Prices excluding fresh food slid 1.3 percent from a year earlier after dropping 1.7 percent in November, the statistics bureau said in Tokyo.
The Bank of Japan this week affirmed its forecast for prices to keep falling until March 2012, albeit at a slower pace because of higher oil costs. Governor Masaaki Shirakawa said beating deflation is a critical challenge” and the bank will keep interest rates low to aid the economy.
Finance Minister Naoto Kan this week said in parliament he wants the central bank to take deflation into account when it sets monetary policy. He made the remark while the BOJ board held a meeting in which it kept the key rate at 0.1 percent.
BOJ policy makers said core prices, their main gauge of inflation, will slip 0.5 percent in the year that starts in April and 0.2 percent in the following 12 months.
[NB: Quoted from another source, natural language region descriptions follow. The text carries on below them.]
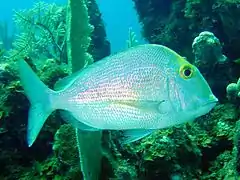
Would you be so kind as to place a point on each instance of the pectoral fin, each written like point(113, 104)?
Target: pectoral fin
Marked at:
point(133, 135)
point(68, 117)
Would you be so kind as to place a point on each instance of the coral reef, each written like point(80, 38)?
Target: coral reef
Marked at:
point(205, 149)
point(207, 50)
point(46, 23)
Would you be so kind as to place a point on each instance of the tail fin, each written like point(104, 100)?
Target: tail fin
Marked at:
point(40, 97)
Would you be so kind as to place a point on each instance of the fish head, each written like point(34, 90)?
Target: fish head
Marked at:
point(189, 92)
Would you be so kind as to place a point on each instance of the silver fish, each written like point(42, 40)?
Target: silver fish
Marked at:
point(144, 88)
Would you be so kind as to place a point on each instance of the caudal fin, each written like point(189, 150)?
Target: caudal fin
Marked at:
point(40, 97)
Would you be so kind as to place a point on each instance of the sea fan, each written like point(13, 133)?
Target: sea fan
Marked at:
point(42, 32)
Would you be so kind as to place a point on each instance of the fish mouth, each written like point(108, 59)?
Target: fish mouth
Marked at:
point(212, 101)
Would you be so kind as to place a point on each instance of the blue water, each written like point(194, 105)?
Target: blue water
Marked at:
point(118, 17)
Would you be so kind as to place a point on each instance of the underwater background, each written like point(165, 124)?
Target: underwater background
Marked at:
point(206, 32)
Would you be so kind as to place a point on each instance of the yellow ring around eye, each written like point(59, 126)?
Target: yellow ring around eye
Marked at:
point(186, 71)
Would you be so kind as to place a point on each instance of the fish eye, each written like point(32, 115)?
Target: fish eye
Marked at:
point(186, 71)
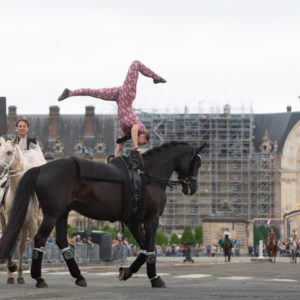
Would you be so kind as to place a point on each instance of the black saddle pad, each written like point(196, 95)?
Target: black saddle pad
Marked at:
point(98, 171)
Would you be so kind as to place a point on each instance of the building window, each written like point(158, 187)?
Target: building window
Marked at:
point(172, 206)
point(237, 186)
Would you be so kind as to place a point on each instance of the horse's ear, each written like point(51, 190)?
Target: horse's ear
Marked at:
point(15, 141)
point(199, 149)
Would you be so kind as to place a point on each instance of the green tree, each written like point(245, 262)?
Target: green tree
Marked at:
point(111, 230)
point(188, 236)
point(160, 238)
point(174, 239)
point(199, 235)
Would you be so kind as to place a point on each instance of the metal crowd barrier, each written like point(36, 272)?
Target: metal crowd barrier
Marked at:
point(83, 253)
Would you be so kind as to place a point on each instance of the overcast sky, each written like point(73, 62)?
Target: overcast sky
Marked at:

In October they predicted declines of 0.8 percent and 0.4 percent.
Consumer prices excluding energy and food, which economists say are a better reflection of domestic price trends because Japan imports most of its oil and edibles, fell 1.2 percent in December from a year earlier.
In Tokyo, core prices slid 2 percent in January. The figures for the capital are released a month earlier than nationwide data, making them a harbinger of price trends.
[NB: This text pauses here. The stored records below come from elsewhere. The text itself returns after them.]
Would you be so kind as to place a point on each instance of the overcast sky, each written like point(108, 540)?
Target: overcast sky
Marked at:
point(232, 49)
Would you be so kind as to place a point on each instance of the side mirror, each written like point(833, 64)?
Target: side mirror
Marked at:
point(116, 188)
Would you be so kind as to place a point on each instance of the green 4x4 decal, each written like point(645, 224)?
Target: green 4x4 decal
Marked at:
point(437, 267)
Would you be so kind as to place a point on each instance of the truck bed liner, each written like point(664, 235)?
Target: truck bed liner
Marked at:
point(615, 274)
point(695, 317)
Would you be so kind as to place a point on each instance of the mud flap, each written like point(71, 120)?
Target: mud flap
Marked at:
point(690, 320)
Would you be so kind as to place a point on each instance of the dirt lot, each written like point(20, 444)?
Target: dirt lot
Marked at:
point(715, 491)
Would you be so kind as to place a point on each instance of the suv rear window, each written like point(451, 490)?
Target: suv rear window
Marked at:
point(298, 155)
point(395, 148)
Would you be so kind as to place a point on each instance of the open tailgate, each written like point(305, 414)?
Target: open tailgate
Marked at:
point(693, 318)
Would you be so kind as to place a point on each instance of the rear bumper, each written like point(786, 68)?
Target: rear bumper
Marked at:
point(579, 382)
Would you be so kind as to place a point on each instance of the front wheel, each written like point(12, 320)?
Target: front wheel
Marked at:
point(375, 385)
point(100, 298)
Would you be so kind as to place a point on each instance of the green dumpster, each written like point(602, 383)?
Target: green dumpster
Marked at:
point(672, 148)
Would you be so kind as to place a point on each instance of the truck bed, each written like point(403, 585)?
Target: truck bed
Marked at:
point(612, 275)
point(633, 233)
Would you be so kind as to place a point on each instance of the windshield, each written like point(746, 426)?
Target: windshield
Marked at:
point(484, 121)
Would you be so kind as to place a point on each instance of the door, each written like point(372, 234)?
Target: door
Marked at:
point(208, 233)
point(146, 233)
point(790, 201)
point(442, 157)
Falling wages and job losses have been discouraging spending by households and prompting companies to make discounts to attract customers.
Consumers’ preference for cheaper products is eroding sales at department stores, which have fallen for 22 months. Seven & I Holdings Co., Japan’s largest retailer, this week said it will shut a Seibu outlet in Tokyo’s Ginza district on Dec. 25, its third department-store closure in two years.
The government declared for the first time in three years in November that Japan has slipped back into deflation.